Auf den Tag 80 Jahre nach dem Tod Schulhoffs ist sein Jazzoratorium wieder aufgeführt worden. Am 18. August 2022 sind es Studierende der Hochschule für Musik und Tanz Köln und Mitglieder des Chors der Staatsoper Prag, die dieses Stück, 40 aufregende Minuten lang, in der prächtigen Jerusalem-Synagoge in der Prager Neustadt hören lassen – in einer neuen, vom großen Orchester auf eine Jazz-Combo reduzierten kammermusikalischen Fassung – ein Arrangement des Kölner Musikers Frank Engel.
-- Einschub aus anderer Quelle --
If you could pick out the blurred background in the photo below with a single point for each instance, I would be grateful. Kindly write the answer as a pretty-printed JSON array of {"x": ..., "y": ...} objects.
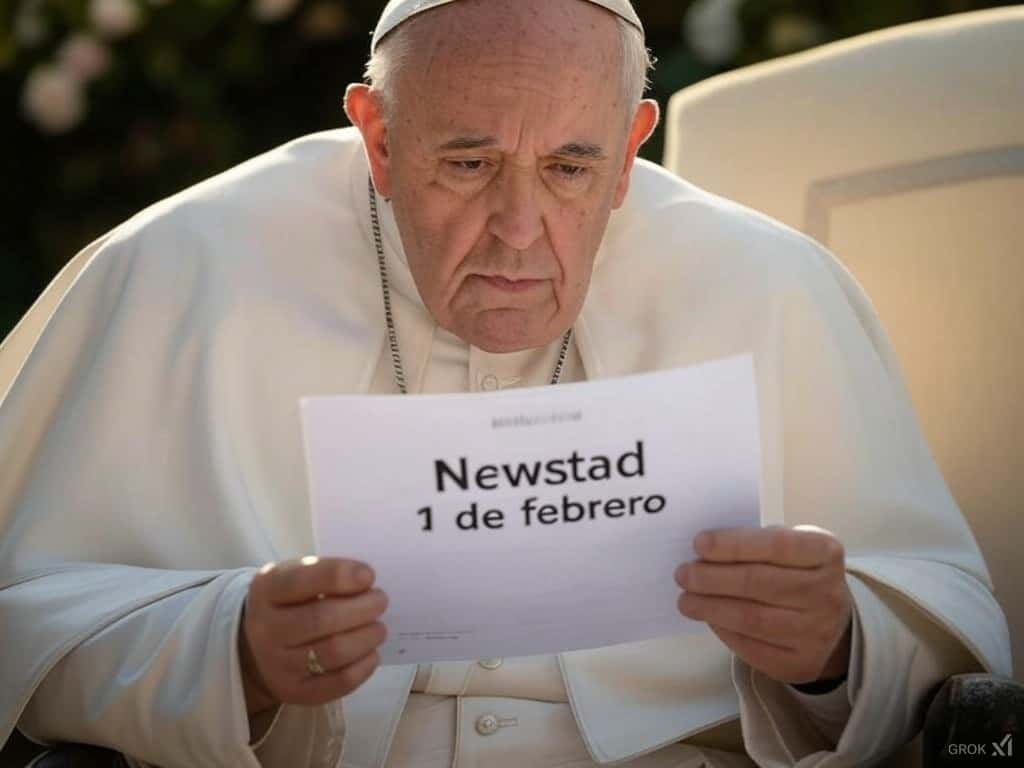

Was sich in der militärischen Männer-Welt zugetragen hat, schildern zwei Frauen: Sopranistin Rebecca F. Hagen und Sprecherin Johanna Heyne packen das Publikum mit ihrer eindringlichen, hochpräsenten Darstellung. Sie werden begleitet von einem Ensemble, das sich in diese musikalische Erzählung eingegroovt hat, das Geschehen mit lässiger Leichtigkeit kommentiert und unterstreicht, auf den Punkt und dynamisch enorm variabel.
Werner Dickel, Professor an der Hochschule, hat die jungen Musikerinnen und Musiker aus Wuppertal und Köln und die etablierten Sänger und Sängerinnen der Prager Staatsoper auf den gemeinsamen Weg gebracht. Und das an einem Ort, der wie kaum ein anderer für abgebrochene Komponisten-Biografien steht: in Terezín, in der Ghettostadt Theresienstadt, wo zwischen 1941 und 1945 so viele Künstlerinnen und Künstler an der Grenze zwischen Leben und Tod versuchten, dem Grauen etwas zu entgegnen – Malerei, Literatur und eben auch Musik.
Hier setzt die Terezín Summer School schon seit ein paar Jahren mit ihrer Erinnerungsarbeit an. Durch die Kooperation mit dem besonders von der deutschen Botschaft in Prag unterstützten Projekt „musica non grata“ wird die Theresienstädter Initiative wesentlich breiter wahrgenommen. Auf vier Jahre angelegt, wolle „musica non grata“ zeigen, wie reich das tschechisch-deutsch-jüdische musikalische Leben im Prag der Zwischenkriegszeit sei, so Kai Hinrich Müller von der Hochschule in Köln. Der Forschungsdirektor des Projekts ist einer von vielen Ermöglichern, er hält auf deutscher Seite die Fäden dieser vielschichtigen Unternehmung zusammen. Als „Mastermind“ im „musica non grata“-Gesamt bezeichnet Müller den künstlerischen Direktor der Prager Staatsoper, Per Boye Hansen, der Schulhoff auch in „seinem“ Haus spielt: Dessen Oper Flammen feierte in der Saison 2021/22 in der Inszenierung von Calixto Bieito ein vielbeachtetes Comeback und ist dort auch noch im November in der neuen Spielzeit zu sehen.
Erwin Schulhoff, scheint es, passt in unsere Zeit – vermutlich, weil er seiner Zeit weit voraus war. Weitere Aufführungen von Schulhoffs Jazzoratorium sind im Umfeld der Hochschule geplant. Ein Termin steht schon: 8. November, Köln, Trinitatiskirche.